# Chapter 4: Decision trees

## Decision tree model building
We have this survey data with us. We want to build a decision tree model that will predict whether a customer will be satisfied or dissatisfied. We want to predict it as soon as he makes a call before he takes a survey. Based on the customer attributes, if we predict that the customer is going to be dissatisfied, then we will route the call to top agents with a high score. If a customer has a high chance of being satisfied, then we can route him to agents with low scores or inexperienced agents. This strategy will help us in resource planning and increasing the resolution rate. 

In [None]:
import pandas as pd

In [None]:
from google.colab import drive
drive.mount('/content/drive')

### **Data importing and basic data exploration** 

In [None]:
#survey_data = pd.read_csv('/content/drive/My Drive/DataSets/Chapter-4/datasets/Call_center_survey.csv')
survey_data = pd.read_csv('https://raw.githubusercontent.com/venkatareddykonasani/ML_DL_py_TF/master/Chapter4_Decison_Trees/Datasets/Call_center_survey.csv')

In [None]:
print(survey_data.shape)
print(survey_data.columns)

In [None]:
pd.set_option('display.max_columns', None)

When we use pd.head()
We see some middle colums hidden by default.

Max_colums let us manually configure how many colums to be displayed with df.head or df.tails.

So the above code displayes maximum columns specified by you. 

In [None]:
survey_data.head()

In [None]:
summary=survey_data.describe()
round(summary,2)

The above code gives us the summary of each column.

From the above output, few observations are listed below:

* Age  variable has an average value of 44.
* Account balance has an average of 41,177. The minimum is 4,904, and the maximum is 109,776. 
* Personal loan indicator, Home Loan indicator and Prime
Customer Indicator are categorical variables. They take only two values, 0 and 1. A better measure to summaries these variables will be a frequency table using the function value_counts() 
* Overall_Satisfaction is not shown in the above output.
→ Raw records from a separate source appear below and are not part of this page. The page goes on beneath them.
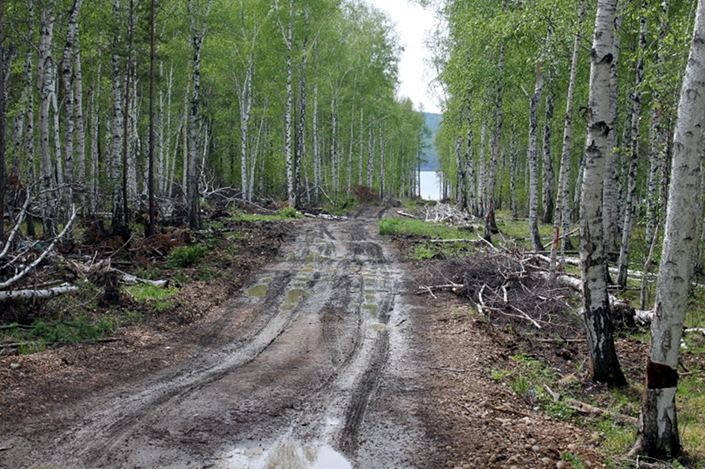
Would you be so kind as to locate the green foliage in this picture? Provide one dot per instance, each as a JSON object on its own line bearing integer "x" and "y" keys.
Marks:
{"x": 185, "y": 256}
{"x": 499, "y": 375}
{"x": 408, "y": 226}
{"x": 147, "y": 291}
{"x": 574, "y": 460}
{"x": 43, "y": 332}
{"x": 287, "y": 212}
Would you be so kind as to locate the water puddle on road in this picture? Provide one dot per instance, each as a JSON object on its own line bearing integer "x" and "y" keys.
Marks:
{"x": 258, "y": 291}
{"x": 292, "y": 298}
{"x": 288, "y": 455}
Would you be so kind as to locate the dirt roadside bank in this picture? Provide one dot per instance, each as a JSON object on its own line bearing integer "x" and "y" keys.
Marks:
{"x": 327, "y": 359}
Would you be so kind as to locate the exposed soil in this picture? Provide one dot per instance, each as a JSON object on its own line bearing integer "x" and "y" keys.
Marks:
{"x": 311, "y": 350}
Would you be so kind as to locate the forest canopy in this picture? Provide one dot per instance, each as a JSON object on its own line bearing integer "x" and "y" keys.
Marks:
{"x": 270, "y": 99}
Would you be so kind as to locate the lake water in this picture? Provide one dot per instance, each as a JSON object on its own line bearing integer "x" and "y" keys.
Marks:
{"x": 430, "y": 186}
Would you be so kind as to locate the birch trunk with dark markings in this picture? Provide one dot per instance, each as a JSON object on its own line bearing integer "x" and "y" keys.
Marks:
{"x": 604, "y": 365}
{"x": 658, "y": 426}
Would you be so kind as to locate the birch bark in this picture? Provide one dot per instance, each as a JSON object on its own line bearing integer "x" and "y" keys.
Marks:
{"x": 604, "y": 365}
{"x": 658, "y": 426}
{"x": 198, "y": 33}
{"x": 563, "y": 214}
{"x": 623, "y": 264}
{"x": 46, "y": 87}
{"x": 533, "y": 162}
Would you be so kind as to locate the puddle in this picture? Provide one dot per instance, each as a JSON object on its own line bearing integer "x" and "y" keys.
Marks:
{"x": 258, "y": 291}
{"x": 288, "y": 455}
{"x": 292, "y": 298}
{"x": 315, "y": 257}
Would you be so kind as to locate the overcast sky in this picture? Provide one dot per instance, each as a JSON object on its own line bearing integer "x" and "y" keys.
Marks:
{"x": 413, "y": 24}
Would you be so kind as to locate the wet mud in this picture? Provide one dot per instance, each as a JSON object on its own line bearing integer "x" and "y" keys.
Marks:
{"x": 314, "y": 365}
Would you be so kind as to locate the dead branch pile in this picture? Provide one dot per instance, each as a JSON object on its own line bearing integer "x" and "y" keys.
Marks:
{"x": 446, "y": 213}
{"x": 507, "y": 293}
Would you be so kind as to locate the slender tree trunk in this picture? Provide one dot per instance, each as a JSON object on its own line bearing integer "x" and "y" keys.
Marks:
{"x": 482, "y": 173}
{"x": 246, "y": 98}
{"x": 532, "y": 160}
{"x": 657, "y": 136}
{"x": 513, "y": 157}
{"x": 198, "y": 34}
{"x": 610, "y": 198}
{"x": 67, "y": 73}
{"x": 3, "y": 120}
{"x": 152, "y": 136}
{"x": 117, "y": 126}
{"x": 46, "y": 87}
{"x": 288, "y": 34}
{"x": 370, "y": 158}
{"x": 494, "y": 147}
{"x": 563, "y": 215}
{"x": 469, "y": 163}
{"x": 300, "y": 150}
{"x": 604, "y": 365}
{"x": 461, "y": 168}
{"x": 316, "y": 149}
{"x": 658, "y": 426}
{"x": 549, "y": 175}
{"x": 94, "y": 152}
{"x": 80, "y": 121}
{"x": 634, "y": 137}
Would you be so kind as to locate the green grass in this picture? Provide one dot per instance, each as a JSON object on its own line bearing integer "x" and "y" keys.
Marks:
{"x": 409, "y": 226}
{"x": 185, "y": 256}
{"x": 428, "y": 250}
{"x": 43, "y": 333}
{"x": 147, "y": 291}
{"x": 286, "y": 213}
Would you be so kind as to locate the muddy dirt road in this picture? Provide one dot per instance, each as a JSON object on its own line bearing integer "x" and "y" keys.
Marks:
{"x": 314, "y": 366}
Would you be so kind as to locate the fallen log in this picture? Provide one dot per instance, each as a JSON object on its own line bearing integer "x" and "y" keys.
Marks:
{"x": 24, "y": 295}
{"x": 432, "y": 288}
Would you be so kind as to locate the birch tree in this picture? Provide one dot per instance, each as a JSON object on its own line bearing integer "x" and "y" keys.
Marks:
{"x": 3, "y": 121}
{"x": 47, "y": 81}
{"x": 658, "y": 425}
{"x": 198, "y": 33}
{"x": 604, "y": 364}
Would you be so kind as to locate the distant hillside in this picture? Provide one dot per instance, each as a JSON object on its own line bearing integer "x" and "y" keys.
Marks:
{"x": 433, "y": 122}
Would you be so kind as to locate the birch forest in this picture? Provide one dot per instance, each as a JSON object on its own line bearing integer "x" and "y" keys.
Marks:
{"x": 130, "y": 108}
{"x": 568, "y": 120}
{"x": 515, "y": 79}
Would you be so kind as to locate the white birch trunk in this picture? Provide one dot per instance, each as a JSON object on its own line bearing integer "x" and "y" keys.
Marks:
{"x": 610, "y": 198}
{"x": 370, "y": 158}
{"x": 623, "y": 263}
{"x": 316, "y": 149}
{"x": 482, "y": 172}
{"x": 549, "y": 175}
{"x": 532, "y": 160}
{"x": 604, "y": 365}
{"x": 67, "y": 73}
{"x": 80, "y": 121}
{"x": 563, "y": 214}
{"x": 46, "y": 87}
{"x": 513, "y": 157}
{"x": 658, "y": 427}
{"x": 198, "y": 33}
{"x": 118, "y": 125}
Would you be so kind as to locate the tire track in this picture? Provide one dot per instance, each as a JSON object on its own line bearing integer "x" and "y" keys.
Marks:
{"x": 299, "y": 361}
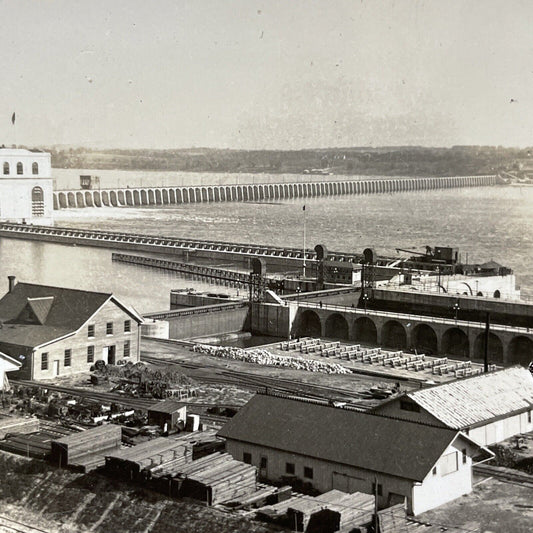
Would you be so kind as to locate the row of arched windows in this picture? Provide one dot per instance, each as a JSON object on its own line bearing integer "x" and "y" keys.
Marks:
{"x": 20, "y": 169}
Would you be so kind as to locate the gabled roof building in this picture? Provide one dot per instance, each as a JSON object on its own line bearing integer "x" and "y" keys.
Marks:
{"x": 54, "y": 331}
{"x": 489, "y": 407}
{"x": 330, "y": 448}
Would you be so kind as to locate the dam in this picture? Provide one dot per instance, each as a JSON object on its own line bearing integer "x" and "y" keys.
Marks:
{"x": 153, "y": 196}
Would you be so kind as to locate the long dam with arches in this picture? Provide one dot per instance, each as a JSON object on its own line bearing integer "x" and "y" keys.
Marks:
{"x": 329, "y": 186}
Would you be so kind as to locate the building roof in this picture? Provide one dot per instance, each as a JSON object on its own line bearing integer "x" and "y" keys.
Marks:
{"x": 476, "y": 400}
{"x": 32, "y": 314}
{"x": 363, "y": 440}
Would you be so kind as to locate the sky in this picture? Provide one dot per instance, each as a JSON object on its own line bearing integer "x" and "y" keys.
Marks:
{"x": 266, "y": 74}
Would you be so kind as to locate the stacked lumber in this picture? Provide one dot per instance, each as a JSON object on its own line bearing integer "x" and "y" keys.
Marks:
{"x": 17, "y": 424}
{"x": 218, "y": 479}
{"x": 129, "y": 462}
{"x": 36, "y": 444}
{"x": 86, "y": 449}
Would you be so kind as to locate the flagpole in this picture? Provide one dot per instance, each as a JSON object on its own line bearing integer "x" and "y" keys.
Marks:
{"x": 304, "y": 244}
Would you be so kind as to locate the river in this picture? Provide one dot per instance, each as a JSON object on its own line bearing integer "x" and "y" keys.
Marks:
{"x": 485, "y": 223}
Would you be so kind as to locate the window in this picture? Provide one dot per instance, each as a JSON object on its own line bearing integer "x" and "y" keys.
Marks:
{"x": 37, "y": 202}
{"x": 449, "y": 463}
{"x": 407, "y": 405}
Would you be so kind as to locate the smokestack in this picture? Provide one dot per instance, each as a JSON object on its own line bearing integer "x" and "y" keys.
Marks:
{"x": 12, "y": 281}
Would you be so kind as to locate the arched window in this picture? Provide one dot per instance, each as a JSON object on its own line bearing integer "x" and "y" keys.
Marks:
{"x": 37, "y": 202}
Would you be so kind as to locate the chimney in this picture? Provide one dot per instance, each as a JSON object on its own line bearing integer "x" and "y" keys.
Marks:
{"x": 11, "y": 282}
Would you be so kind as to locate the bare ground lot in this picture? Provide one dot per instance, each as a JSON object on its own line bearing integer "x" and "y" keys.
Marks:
{"x": 493, "y": 506}
{"x": 39, "y": 495}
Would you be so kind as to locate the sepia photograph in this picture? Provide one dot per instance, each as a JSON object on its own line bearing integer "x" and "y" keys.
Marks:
{"x": 266, "y": 266}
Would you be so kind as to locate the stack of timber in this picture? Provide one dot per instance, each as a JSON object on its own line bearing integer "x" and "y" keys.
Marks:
{"x": 17, "y": 424}
{"x": 264, "y": 495}
{"x": 395, "y": 520}
{"x": 217, "y": 478}
{"x": 86, "y": 450}
{"x": 129, "y": 462}
{"x": 37, "y": 444}
{"x": 332, "y": 511}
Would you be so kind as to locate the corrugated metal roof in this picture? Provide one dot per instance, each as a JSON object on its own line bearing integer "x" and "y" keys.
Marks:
{"x": 467, "y": 402}
{"x": 392, "y": 446}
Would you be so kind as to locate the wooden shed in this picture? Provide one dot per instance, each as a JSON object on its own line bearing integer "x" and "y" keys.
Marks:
{"x": 167, "y": 414}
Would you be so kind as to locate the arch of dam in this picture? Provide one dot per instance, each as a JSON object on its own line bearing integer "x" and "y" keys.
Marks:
{"x": 425, "y": 334}
{"x": 145, "y": 196}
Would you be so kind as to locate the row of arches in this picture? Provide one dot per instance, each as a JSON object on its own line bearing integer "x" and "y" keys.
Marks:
{"x": 20, "y": 168}
{"x": 243, "y": 193}
{"x": 393, "y": 334}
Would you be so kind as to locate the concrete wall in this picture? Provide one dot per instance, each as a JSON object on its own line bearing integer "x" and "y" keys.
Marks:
{"x": 192, "y": 325}
{"x": 79, "y": 342}
{"x": 470, "y": 308}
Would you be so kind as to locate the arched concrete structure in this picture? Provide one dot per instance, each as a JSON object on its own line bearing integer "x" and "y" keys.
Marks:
{"x": 424, "y": 339}
{"x": 310, "y": 325}
{"x": 393, "y": 335}
{"x": 495, "y": 348}
{"x": 365, "y": 330}
{"x": 455, "y": 342}
{"x": 226, "y": 193}
{"x": 337, "y": 327}
{"x": 520, "y": 351}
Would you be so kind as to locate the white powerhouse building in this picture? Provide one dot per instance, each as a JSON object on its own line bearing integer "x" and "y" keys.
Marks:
{"x": 25, "y": 186}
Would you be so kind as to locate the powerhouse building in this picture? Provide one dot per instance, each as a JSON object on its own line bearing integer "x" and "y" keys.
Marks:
{"x": 26, "y": 187}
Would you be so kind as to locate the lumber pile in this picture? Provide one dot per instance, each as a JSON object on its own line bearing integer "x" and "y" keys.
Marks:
{"x": 263, "y": 357}
{"x": 86, "y": 449}
{"x": 129, "y": 462}
{"x": 17, "y": 424}
{"x": 217, "y": 479}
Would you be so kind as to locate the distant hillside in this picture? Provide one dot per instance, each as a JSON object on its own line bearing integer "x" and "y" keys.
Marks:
{"x": 370, "y": 161}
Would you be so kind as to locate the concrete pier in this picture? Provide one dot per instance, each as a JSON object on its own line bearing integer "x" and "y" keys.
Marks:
{"x": 146, "y": 196}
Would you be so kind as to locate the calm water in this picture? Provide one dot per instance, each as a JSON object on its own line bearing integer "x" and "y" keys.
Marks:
{"x": 485, "y": 223}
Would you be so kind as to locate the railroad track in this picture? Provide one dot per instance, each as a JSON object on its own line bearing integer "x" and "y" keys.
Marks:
{"x": 255, "y": 382}
{"x": 8, "y": 525}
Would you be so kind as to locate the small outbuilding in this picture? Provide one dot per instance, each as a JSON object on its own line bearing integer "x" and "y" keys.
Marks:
{"x": 489, "y": 407}
{"x": 167, "y": 414}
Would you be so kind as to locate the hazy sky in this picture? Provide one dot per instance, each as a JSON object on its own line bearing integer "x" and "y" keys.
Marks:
{"x": 266, "y": 74}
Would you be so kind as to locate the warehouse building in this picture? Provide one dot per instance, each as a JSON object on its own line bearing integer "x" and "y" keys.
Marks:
{"x": 489, "y": 407}
{"x": 53, "y": 331}
{"x": 326, "y": 447}
{"x": 7, "y": 364}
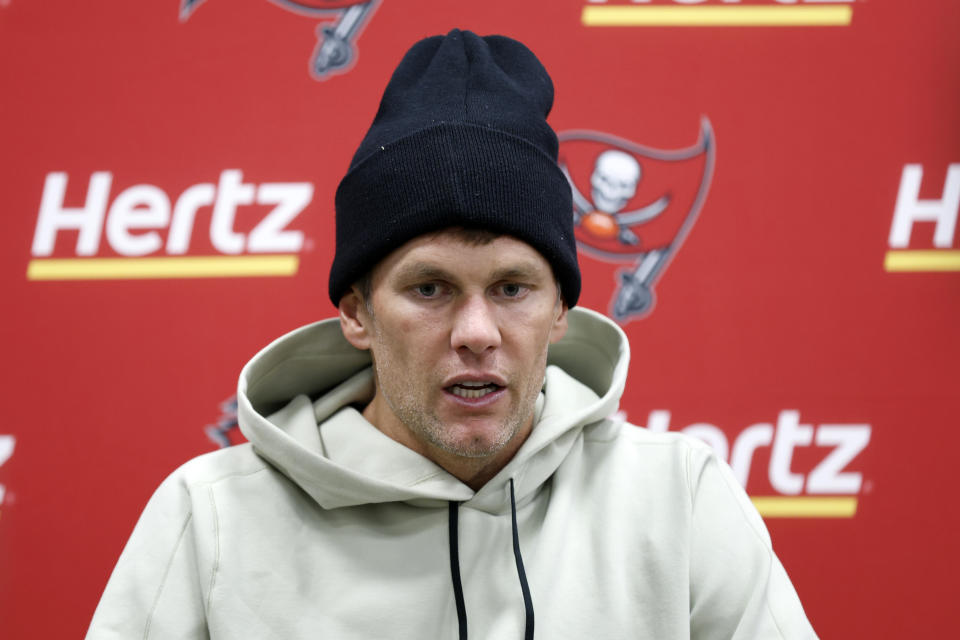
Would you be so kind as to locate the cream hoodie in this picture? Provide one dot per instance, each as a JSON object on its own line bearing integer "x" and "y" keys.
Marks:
{"x": 322, "y": 527}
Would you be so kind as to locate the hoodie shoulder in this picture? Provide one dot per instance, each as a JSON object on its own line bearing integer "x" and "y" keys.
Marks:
{"x": 210, "y": 467}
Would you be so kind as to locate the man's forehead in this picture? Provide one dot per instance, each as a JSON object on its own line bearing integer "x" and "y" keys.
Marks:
{"x": 439, "y": 253}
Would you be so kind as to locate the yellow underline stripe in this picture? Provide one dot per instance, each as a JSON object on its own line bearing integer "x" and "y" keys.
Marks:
{"x": 162, "y": 267}
{"x": 806, "y": 506}
{"x": 929, "y": 260}
{"x": 774, "y": 16}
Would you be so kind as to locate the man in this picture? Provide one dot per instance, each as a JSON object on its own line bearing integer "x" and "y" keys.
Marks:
{"x": 439, "y": 461}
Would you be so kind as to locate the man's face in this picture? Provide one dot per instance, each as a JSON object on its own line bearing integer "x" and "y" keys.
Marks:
{"x": 459, "y": 334}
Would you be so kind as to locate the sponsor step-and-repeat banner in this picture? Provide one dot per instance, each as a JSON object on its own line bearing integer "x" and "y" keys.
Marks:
{"x": 766, "y": 196}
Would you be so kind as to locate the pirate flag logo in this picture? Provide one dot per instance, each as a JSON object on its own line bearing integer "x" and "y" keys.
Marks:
{"x": 634, "y": 205}
{"x": 335, "y": 50}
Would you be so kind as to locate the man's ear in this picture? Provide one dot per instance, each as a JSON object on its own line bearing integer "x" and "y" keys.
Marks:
{"x": 559, "y": 328}
{"x": 354, "y": 320}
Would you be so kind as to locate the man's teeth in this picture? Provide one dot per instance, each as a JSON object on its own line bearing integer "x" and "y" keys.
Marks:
{"x": 473, "y": 389}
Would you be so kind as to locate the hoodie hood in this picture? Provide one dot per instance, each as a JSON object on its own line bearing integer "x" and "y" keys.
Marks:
{"x": 299, "y": 403}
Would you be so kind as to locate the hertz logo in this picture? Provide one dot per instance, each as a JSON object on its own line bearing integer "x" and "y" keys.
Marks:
{"x": 136, "y": 221}
{"x": 807, "y": 472}
{"x": 911, "y": 210}
{"x": 718, "y": 13}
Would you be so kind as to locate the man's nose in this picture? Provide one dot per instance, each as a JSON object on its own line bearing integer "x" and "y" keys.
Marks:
{"x": 475, "y": 326}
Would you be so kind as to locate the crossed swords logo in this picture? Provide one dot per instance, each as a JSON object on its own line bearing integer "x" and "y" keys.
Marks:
{"x": 335, "y": 50}
{"x": 616, "y": 174}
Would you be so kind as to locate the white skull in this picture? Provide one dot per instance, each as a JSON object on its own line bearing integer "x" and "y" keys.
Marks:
{"x": 614, "y": 180}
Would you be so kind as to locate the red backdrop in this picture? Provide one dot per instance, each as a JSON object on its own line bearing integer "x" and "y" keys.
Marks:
{"x": 794, "y": 301}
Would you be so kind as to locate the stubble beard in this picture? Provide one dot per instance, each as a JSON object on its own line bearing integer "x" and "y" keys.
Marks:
{"x": 426, "y": 426}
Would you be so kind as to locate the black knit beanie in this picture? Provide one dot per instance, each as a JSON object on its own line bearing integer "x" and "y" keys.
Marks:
{"x": 460, "y": 140}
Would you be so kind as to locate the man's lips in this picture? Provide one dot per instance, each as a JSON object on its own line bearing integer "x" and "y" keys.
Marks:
{"x": 473, "y": 390}
{"x": 474, "y": 387}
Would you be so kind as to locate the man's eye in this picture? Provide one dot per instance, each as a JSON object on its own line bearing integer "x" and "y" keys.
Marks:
{"x": 428, "y": 290}
{"x": 511, "y": 289}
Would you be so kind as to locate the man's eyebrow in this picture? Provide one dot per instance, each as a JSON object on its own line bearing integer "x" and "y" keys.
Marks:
{"x": 523, "y": 271}
{"x": 423, "y": 271}
{"x": 429, "y": 271}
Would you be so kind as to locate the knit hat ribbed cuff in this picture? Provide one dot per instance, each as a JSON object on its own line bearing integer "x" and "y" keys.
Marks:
{"x": 453, "y": 175}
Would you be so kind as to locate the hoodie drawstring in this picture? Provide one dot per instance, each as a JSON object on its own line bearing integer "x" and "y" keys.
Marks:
{"x": 527, "y": 601}
{"x": 455, "y": 569}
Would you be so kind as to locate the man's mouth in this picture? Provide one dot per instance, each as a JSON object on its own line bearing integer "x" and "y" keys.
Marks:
{"x": 473, "y": 390}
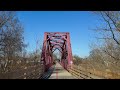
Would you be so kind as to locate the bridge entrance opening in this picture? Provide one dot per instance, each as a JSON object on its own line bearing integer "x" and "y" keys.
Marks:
{"x": 56, "y": 41}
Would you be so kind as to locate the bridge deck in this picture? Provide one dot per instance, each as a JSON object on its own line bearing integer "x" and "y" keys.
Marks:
{"x": 60, "y": 73}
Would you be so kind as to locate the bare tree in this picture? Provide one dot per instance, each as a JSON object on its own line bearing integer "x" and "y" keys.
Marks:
{"x": 11, "y": 36}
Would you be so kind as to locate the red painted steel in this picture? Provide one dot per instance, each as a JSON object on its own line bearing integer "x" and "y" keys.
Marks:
{"x": 53, "y": 41}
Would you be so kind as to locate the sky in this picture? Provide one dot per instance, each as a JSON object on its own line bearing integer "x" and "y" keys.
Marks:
{"x": 79, "y": 24}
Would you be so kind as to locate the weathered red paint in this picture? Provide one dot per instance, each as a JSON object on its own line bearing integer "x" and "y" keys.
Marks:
{"x": 53, "y": 41}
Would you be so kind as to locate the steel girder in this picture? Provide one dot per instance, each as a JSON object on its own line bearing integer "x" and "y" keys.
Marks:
{"x": 53, "y": 41}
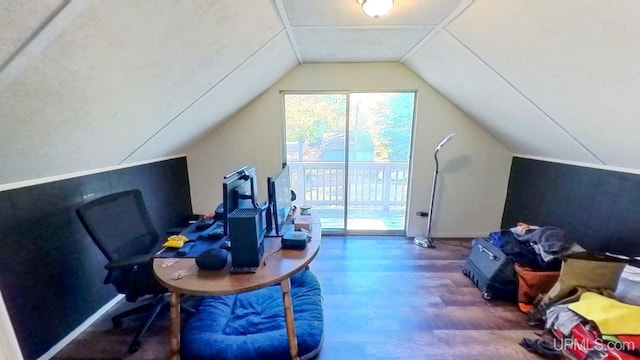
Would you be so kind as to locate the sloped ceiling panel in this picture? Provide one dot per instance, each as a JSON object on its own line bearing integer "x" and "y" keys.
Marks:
{"x": 227, "y": 97}
{"x": 339, "y": 31}
{"x": 349, "y": 13}
{"x": 486, "y": 97}
{"x": 356, "y": 45}
{"x": 118, "y": 74}
{"x": 577, "y": 60}
{"x": 19, "y": 20}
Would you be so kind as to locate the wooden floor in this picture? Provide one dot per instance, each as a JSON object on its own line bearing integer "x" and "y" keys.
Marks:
{"x": 384, "y": 298}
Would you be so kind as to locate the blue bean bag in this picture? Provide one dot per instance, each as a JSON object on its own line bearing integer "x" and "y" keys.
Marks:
{"x": 251, "y": 325}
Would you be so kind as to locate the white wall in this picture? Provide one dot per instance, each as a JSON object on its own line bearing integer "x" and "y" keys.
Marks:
{"x": 9, "y": 349}
{"x": 474, "y": 167}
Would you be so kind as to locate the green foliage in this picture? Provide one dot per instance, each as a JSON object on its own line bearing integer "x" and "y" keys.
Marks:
{"x": 311, "y": 115}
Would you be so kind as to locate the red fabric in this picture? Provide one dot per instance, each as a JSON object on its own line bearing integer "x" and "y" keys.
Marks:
{"x": 533, "y": 283}
{"x": 584, "y": 341}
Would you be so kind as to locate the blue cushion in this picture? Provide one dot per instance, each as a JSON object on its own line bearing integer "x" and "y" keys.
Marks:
{"x": 251, "y": 325}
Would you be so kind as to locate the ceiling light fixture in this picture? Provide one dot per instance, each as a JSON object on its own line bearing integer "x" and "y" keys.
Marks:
{"x": 376, "y": 8}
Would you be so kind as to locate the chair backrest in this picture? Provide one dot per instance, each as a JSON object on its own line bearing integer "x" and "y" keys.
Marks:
{"x": 119, "y": 224}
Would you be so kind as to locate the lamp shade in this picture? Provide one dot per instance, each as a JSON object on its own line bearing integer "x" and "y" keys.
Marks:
{"x": 376, "y": 8}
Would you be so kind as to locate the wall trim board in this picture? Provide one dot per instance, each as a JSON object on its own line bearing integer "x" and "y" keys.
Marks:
{"x": 82, "y": 327}
{"x": 31, "y": 182}
{"x": 579, "y": 163}
{"x": 597, "y": 207}
{"x": 9, "y": 347}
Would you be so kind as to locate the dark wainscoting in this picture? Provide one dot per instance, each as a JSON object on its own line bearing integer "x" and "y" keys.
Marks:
{"x": 599, "y": 208}
{"x": 51, "y": 273}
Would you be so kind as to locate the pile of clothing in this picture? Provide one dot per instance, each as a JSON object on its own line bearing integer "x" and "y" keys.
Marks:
{"x": 536, "y": 253}
{"x": 535, "y": 247}
{"x": 593, "y": 310}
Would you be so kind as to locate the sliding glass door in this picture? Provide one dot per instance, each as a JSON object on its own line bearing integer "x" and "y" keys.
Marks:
{"x": 349, "y": 157}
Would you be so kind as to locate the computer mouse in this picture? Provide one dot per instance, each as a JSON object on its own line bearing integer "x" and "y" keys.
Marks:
{"x": 212, "y": 259}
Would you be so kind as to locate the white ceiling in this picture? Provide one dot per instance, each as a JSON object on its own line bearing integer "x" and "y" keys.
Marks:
{"x": 86, "y": 83}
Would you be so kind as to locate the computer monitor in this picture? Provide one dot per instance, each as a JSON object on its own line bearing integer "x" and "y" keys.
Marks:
{"x": 280, "y": 204}
{"x": 239, "y": 191}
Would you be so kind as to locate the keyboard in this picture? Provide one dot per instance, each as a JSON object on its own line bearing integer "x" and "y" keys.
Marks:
{"x": 243, "y": 269}
{"x": 204, "y": 223}
{"x": 215, "y": 231}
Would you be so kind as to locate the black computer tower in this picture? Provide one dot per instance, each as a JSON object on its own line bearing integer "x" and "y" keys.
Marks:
{"x": 246, "y": 234}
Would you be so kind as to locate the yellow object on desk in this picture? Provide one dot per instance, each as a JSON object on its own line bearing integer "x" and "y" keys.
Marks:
{"x": 175, "y": 241}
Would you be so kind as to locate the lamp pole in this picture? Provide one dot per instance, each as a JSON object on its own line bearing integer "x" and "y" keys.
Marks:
{"x": 427, "y": 241}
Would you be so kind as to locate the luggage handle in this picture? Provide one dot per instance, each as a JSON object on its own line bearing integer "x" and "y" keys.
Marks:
{"x": 485, "y": 250}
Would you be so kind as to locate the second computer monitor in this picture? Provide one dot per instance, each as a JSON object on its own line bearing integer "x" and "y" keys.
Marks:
{"x": 280, "y": 204}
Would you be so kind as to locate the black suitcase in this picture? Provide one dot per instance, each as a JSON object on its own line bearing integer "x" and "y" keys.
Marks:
{"x": 491, "y": 271}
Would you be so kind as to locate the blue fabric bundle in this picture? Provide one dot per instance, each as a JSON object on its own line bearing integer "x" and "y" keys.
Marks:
{"x": 251, "y": 325}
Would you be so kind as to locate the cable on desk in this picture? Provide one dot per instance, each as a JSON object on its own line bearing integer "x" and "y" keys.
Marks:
{"x": 264, "y": 262}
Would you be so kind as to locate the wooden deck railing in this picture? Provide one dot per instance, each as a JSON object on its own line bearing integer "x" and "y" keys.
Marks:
{"x": 371, "y": 185}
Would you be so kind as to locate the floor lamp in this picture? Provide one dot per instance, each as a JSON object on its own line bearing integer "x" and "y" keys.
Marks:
{"x": 427, "y": 241}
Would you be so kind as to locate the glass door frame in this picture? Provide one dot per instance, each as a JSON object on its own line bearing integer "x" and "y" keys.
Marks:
{"x": 347, "y": 93}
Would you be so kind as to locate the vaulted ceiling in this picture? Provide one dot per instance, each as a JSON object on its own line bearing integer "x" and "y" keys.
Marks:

It also takes two values “Satisfied” and “Dis-Satisfied.” 
We will look at the frequency counts table for these indicator and categorical variables.


In [None]:
print(survey_data['Overall_Satisfaction'].value_counts())
print(survey_data["Personal_loan_ind"].value_counts())
print(survey_data["Home_loan_ind"].value_counts())
print(survey_data["Prime_Customer_ind"].value_counts())

from the above output we san clearly note below things:

* Overall, 6,707 customers are dissatisfied and rest are satisfied. More customers are dissatisfied than satisfied customers
* Almost 50% of the customers have personal loans 
* Almost 50% of the customers have an existing home loan
* Nearly 58% of customers are prime category customers.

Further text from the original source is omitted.